Policiais militares não podem, ainda que tenham justificativa, realizar protestos ou manifestações visando chamar a atenção do Governo para suas necessidades. Por causa disto, incumbe às suas esposas, aglutinadas na Associação das Esposas de Policiais Militares do Paraná ir à luta para defender as reivindicações daqueles que respondem por uma parcela importante no quadro da segurança pública no Estado. Ontem, representantes da entidade estiveram na Assembléia Legislativa a fim de cobrar a extensão do pagamento integral da gratificação especial dos PMs para 23.685 policiais da ativa e da reserva. Segundo um documento da própria Associação, a medida provocaria um aumento de 7,9 milhões de reais na folha de pagamento da corporação. Nesta fase de dificuldades que o Estado enfrenta, não é difícil saber que faltam recursos para atender ao reclamo. Isto já se sabe.

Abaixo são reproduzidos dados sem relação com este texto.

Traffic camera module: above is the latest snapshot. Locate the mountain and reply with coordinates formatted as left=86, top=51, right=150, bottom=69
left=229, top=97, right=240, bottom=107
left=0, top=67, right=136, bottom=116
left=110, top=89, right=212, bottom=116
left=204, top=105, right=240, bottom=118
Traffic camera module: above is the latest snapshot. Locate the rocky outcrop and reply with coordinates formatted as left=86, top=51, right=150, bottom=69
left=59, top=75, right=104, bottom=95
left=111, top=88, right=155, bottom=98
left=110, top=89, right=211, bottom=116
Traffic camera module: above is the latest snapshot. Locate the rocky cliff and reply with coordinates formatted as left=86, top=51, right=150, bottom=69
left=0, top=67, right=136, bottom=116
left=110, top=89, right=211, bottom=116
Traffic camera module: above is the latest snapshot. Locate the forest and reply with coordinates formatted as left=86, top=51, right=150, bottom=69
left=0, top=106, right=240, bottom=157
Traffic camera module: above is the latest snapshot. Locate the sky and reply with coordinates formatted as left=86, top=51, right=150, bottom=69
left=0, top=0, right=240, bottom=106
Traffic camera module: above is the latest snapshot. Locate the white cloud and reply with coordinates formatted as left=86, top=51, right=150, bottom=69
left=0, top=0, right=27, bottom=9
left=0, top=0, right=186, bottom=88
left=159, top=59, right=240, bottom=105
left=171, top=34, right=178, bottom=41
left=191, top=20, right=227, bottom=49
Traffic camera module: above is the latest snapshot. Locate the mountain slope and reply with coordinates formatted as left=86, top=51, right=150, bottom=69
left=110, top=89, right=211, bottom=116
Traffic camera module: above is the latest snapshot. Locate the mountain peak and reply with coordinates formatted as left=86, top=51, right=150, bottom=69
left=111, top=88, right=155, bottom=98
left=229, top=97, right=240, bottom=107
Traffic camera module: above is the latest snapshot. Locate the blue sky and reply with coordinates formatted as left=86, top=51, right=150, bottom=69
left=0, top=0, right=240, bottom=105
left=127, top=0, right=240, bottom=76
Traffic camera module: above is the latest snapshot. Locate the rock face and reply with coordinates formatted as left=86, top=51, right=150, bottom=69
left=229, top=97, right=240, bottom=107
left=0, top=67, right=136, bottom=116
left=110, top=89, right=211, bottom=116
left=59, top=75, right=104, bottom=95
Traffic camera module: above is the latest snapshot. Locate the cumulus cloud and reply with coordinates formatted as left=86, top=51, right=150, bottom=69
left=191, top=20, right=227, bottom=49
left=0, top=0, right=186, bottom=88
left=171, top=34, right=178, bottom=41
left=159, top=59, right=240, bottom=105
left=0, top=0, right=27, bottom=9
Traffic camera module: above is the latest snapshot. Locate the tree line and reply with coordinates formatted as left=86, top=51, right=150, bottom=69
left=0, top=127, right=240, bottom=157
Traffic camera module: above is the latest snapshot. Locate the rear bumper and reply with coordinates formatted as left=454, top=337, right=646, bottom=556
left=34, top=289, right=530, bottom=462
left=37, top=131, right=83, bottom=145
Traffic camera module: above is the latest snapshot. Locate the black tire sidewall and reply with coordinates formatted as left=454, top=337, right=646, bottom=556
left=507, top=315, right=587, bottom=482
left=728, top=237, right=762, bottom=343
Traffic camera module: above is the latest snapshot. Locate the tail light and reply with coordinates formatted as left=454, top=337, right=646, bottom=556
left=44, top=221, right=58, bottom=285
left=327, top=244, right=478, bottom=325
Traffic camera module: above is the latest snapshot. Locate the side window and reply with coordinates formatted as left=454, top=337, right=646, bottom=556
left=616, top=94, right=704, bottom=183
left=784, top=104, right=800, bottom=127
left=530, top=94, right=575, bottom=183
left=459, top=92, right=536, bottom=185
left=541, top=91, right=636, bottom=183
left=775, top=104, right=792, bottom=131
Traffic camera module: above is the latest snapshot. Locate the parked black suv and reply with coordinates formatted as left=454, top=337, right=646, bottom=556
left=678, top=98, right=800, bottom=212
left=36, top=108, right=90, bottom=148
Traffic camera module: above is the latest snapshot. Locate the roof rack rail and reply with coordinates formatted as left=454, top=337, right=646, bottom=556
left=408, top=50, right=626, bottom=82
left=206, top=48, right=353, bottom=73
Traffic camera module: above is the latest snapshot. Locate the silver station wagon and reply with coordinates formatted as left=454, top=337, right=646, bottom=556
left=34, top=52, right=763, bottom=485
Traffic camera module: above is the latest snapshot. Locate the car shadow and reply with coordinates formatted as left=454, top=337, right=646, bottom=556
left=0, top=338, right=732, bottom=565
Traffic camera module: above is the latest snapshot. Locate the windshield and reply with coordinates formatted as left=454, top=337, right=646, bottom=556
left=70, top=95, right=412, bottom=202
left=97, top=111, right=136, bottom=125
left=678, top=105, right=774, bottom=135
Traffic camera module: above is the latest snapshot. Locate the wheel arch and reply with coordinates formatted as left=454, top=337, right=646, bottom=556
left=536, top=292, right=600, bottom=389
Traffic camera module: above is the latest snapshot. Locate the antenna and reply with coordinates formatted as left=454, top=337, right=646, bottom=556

O que é, porém, inegável é que não se pode mais aceitar que questões que envolvem a segurança continuem a ser tratadas sem a devida e necessária profundidade, o que implica se pensar primeiramente em toda a situação, nas prioridades e necessidades do povo do Paraná, com o que o problema relativo aos meios acabaria sendo colocado de outro modo.
É preciso repetir enfaticamente que as questões relativas à segurança não podem ser tratadas pelo ponto de vista da carência de recursos. Há muitas atividades do Governo que podem ser tocadas, também, pela iniciativa privada, quase sempre com mais competência e racionalidade. No capítulo da segurança, porém, não há alternativas. É o Estado quem deve garantir as condições de tranquilidade para que o cidadão possa viver. Há, inclusive, um esforço no sentido de dificultar que as pessoas tenham acesso a armas o que, sem dúvida, é acertado porque a grande maioria não sabe usá-las. Quem está habilitado a enfrentar os marginais, quem tem (ou deveria ter) condições de oferecer segurança ao povo são os elementos do organismo específico, no caso do Estado os membros das Policias Civil e Militar.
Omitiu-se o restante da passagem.